La confusion sur la politique spatiale qui avait régné au début de l’année semblait terminée. L’académicien Sedov, l’homme qui avait annoncé le lancement d’un satellite soviétique pendant l’Année géophysique internationale en 1955, a déclaré aux journalistes au Pérou fin octobre 1969 que l’Union soviétique n’avait jamais annoncé qu’elle enverrait des hommes sur la Lune[2].

Heureusement pour Sedov, personne n’a pris la peine de lui rappeler ses déclarations passées sur le sujet. Lors d’une conférence de presse post-vol de la mission Soyouz 6/7/8 le 4 novembre, le président de l’Académie des sciences Keldysh a souligné que les efforts soviétiques dans l’espace se concentreraient sur la création de la première station spatiale orbitale permanente. Le 24 octobre, Keldysh a déclaré à la presse suédoise : « Nous n’avons plus de plans pour des vols lunaires habités. »

Dans un discours prononcé le 22 octobre au Palais des Congrès du Kremlin, qui s’est révélé rétrospectivement aussi important pour le programme spatial soviétique que le discours de Kennedy en 1961 pour les États-Unis, le Premier Secrétaire du Comité Central du Parti Communiste Leonid Brejnev a déclaré :

Notre pays a un vaste programme spatial [...] élaboré depuis de nombreuses années [...] Nous suivons notre propre voie : nous avançons de façon cohérente et ciblée.

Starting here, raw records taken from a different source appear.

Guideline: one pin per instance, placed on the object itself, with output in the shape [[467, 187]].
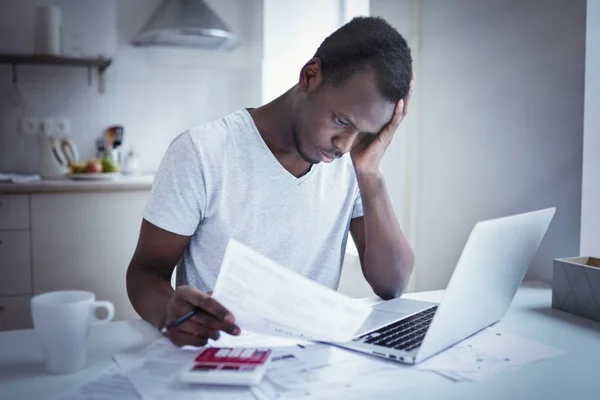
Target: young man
[[290, 179]]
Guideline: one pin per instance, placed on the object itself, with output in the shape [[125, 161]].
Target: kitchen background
[[496, 125], [154, 93]]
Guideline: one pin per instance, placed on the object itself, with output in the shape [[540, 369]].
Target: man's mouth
[[326, 157]]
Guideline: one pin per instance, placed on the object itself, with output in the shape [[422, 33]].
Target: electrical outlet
[[61, 126], [47, 126], [29, 126]]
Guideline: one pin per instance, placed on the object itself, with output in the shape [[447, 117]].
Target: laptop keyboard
[[406, 334]]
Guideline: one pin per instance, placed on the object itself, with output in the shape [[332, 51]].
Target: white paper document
[[252, 339], [109, 385], [267, 298], [486, 354]]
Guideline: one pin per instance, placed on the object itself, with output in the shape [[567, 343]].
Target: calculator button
[[247, 353], [235, 353], [223, 353]]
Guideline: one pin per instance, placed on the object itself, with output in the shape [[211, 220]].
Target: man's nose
[[344, 142]]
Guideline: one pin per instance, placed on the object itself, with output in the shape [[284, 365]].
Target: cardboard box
[[576, 286]]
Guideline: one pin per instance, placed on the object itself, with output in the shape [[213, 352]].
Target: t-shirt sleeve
[[178, 198], [357, 210]]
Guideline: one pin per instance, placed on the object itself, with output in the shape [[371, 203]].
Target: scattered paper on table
[[267, 298], [325, 372], [109, 385], [486, 354], [154, 373], [252, 339]]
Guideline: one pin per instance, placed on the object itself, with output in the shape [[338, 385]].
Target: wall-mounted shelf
[[100, 64]]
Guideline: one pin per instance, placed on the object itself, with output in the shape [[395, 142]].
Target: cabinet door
[[15, 313], [14, 211], [85, 241], [15, 263]]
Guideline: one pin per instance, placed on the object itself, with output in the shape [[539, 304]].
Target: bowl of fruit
[[96, 169]]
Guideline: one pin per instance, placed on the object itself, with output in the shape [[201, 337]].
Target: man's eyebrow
[[351, 122]]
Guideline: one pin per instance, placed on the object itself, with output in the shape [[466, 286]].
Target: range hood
[[186, 23]]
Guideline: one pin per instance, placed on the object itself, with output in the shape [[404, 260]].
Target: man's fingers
[[206, 303], [213, 323], [407, 98], [388, 132]]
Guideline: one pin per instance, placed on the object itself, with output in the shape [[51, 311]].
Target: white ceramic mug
[[62, 322]]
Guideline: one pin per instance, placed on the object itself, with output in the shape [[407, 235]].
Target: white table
[[572, 375]]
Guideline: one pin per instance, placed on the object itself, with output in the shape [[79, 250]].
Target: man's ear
[[310, 76]]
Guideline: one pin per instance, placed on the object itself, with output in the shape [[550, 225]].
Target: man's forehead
[[360, 99]]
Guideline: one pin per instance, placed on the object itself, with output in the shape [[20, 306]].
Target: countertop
[[65, 185]]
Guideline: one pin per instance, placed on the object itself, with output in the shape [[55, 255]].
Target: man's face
[[329, 121]]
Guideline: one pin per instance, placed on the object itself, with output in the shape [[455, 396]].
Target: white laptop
[[485, 280]]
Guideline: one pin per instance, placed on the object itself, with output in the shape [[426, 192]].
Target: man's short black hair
[[363, 44]]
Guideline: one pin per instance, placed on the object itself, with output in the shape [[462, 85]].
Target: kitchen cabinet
[[15, 262], [15, 312], [81, 236], [85, 241], [67, 235]]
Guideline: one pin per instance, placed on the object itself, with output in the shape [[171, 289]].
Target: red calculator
[[228, 366]]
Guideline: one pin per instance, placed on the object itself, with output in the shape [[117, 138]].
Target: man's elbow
[[394, 287]]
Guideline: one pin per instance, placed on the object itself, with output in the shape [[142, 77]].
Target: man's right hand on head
[[205, 325]]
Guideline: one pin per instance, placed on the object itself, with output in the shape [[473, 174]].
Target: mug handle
[[110, 308]]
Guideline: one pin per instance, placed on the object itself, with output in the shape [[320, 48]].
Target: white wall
[[590, 202], [293, 30], [500, 117], [154, 92]]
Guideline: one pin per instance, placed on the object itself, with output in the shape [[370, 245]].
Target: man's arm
[[149, 273], [385, 254], [150, 292]]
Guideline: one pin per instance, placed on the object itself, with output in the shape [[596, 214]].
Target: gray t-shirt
[[220, 181]]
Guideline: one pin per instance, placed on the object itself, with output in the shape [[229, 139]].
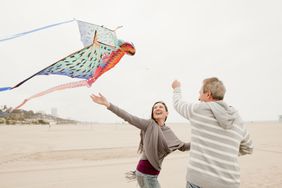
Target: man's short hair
[[215, 86]]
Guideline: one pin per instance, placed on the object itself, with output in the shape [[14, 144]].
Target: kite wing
[[101, 54]]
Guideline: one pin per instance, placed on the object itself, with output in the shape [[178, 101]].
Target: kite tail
[[5, 88], [56, 88]]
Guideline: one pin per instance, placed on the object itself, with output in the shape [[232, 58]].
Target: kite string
[[2, 39]]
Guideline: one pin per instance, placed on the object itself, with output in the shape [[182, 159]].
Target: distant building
[[280, 118], [54, 112]]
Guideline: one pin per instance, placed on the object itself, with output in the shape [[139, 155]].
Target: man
[[218, 137]]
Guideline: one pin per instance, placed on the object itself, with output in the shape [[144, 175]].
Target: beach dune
[[99, 155]]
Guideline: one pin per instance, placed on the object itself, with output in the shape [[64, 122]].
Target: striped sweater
[[218, 137]]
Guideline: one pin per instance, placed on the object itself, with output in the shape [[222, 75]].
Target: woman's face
[[159, 112]]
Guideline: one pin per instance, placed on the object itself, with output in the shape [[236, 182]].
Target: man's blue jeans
[[147, 181]]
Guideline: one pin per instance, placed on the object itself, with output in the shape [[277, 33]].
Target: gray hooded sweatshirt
[[158, 141], [218, 137]]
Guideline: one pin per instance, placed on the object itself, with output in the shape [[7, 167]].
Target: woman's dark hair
[[140, 148]]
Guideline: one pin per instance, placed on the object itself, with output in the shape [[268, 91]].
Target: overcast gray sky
[[238, 41]]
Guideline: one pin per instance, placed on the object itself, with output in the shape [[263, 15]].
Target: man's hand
[[175, 84], [100, 100]]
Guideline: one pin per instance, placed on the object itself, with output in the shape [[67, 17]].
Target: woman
[[157, 140]]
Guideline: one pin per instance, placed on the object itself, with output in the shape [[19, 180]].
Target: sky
[[239, 42]]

La cosmonautique soviétique résout des problèmes de complexité croissante [...] Notre route vers la conquête de l'Espace est celle qui résout les questions vitales et fondamentales, les problèmes de base de la Science et de la technologie [...]

Aleksey Yeliseyev (assis) et Vladimir Shatalov lors d'une conférence de presse à Karaganda, RSS du Kazakhstan.